What about other countries in the European Union and Great Britain? Will this fuel the engine of anti-war movements or any kind of solidarity campaign, like the campaign that Bob Myers and his comrades started for the war in Bosnia?

We've seen over the past week a big campaign by Western governments and institutions to put in to people's minds a sort of anti-Russian hysteria, a sort of mobilization of popular support by people who are many miles away from the war to say that it's all those horrible Russians. I think this is very dangerous and we should not think of anti-war solidarity on the government's terms. This is the Kremlin’s war, not a war by Russian people.

We should build solidarity on our terms. First of all, it means accepting all refugees. I'm sure you saw on the news, horrible scenes of the Black students, African students from Ukraine, blocked while trying to cross into Poland, while the white Ukrainians were accepted. Two categories of people were not accepted. One was Ukrainian men who are not permitted to leave Ukraine, because they are eligible for conscription. And the second are people from Africa, who are Black. The Polish authorities and others reacted in an absolutely racist manner. We have to accept all refugees.

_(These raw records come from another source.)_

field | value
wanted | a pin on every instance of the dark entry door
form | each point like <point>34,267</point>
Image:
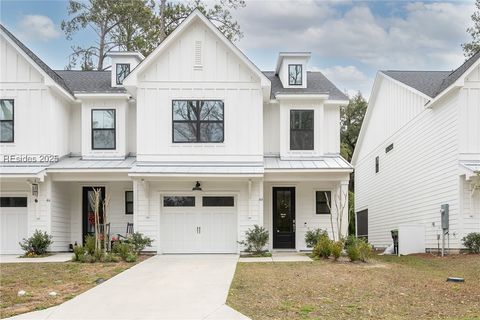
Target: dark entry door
<point>88,216</point>
<point>284,218</point>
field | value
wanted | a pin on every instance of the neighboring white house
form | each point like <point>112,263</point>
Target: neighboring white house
<point>194,145</point>
<point>419,149</point>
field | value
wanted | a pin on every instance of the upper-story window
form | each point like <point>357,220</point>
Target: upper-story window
<point>294,74</point>
<point>103,129</point>
<point>301,129</point>
<point>6,120</point>
<point>123,69</point>
<point>197,121</point>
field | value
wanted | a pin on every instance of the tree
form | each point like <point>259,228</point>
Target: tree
<point>137,25</point>
<point>472,47</point>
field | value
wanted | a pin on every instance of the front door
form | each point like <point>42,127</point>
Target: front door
<point>88,216</point>
<point>284,218</point>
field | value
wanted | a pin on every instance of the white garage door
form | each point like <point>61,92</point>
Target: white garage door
<point>198,224</point>
<point>13,224</point>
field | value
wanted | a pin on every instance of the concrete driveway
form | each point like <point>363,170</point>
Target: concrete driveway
<point>162,287</point>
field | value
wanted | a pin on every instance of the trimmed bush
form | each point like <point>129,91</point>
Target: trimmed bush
<point>312,237</point>
<point>255,240</point>
<point>472,242</point>
<point>37,244</point>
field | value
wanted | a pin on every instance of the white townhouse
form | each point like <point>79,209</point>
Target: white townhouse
<point>419,149</point>
<point>194,145</point>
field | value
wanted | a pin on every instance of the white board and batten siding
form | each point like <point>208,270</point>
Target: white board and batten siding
<point>416,177</point>
<point>177,74</point>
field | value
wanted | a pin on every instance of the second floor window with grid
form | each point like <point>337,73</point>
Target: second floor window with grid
<point>301,129</point>
<point>197,121</point>
<point>123,69</point>
<point>6,120</point>
<point>103,129</point>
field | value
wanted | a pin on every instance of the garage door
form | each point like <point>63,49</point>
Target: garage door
<point>13,222</point>
<point>198,224</point>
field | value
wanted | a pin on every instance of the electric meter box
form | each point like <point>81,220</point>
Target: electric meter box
<point>444,211</point>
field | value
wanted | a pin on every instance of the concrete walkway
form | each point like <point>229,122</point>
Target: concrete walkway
<point>162,287</point>
<point>56,257</point>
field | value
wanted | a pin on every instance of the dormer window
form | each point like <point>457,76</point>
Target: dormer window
<point>295,74</point>
<point>123,69</point>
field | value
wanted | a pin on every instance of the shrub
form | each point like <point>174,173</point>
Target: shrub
<point>312,237</point>
<point>255,239</point>
<point>37,244</point>
<point>139,242</point>
<point>337,248</point>
<point>472,242</point>
<point>323,249</point>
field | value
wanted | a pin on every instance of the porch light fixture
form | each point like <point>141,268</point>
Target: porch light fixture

Second, our opposition to war has to be genuinely internationalist. That would include support for the popular resistance in Ukraine. All these aspects of a solidarity movement – support for the popular resistance, whatever form it takes; support for refugees, unconditionally; and international solidarity with the anti-war movement in Russia – all these things, to my mind, are positive, because they developing a social response, a response from society and not just from government.